Abstract

Identification of prognostic factors which may influence survival in patients with squamous cell carcinoma of the esophagus is critical for the selection of those patients who benefit from a surgical resection and the choice of the radicality of the procedure. We evaluated the tumor characteristics which independently influenced survival in 249 consecutive patients with squamous cell carcinoma of the esophagus who had undergone en bloc resection and 2-field lymphadenectomy.

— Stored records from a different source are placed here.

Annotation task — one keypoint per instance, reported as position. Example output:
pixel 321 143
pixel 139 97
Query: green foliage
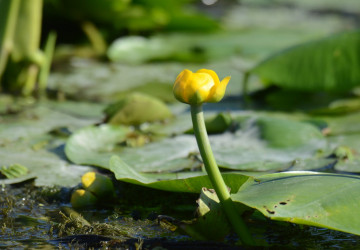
pixel 329 64
pixel 310 198
pixel 136 109
pixel 192 181
pixel 14 171
pixel 286 133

Multivariate analysis in the entire patient population identified (1) the pT category, (2) the pN category, (3) more than 7 positive mediastinal lymph nodes, and (4) the presence of residual tumor after resection, i.e. a R1 or R2 resection, as the only independent factors influencing survival time. In a second multivariate analysis of 94 patients who survived the procedure for at least 30 days, who had a R0 resection, and who did not have preoperative neoadjuvant therapy, only the pN-category, the presence of more than 7 positive mediastinal lymph nodes, and the ratio between positive and removed mediastinal lymph nodes independently influenced survival. These data suggest that only a R0 resection, i.e. complete macroscopic and microscopic tumor removal, can increase survival in patients with squamous cell carcinoma of the esophagus. In patients with a limited number of positive mediastinal lymph nodes the prognosis may be improved by a 2-field lymphadenectomy, if the number of removed mediastinal lymph nodes exceeds the number of positive nodes by a factor of at least 5.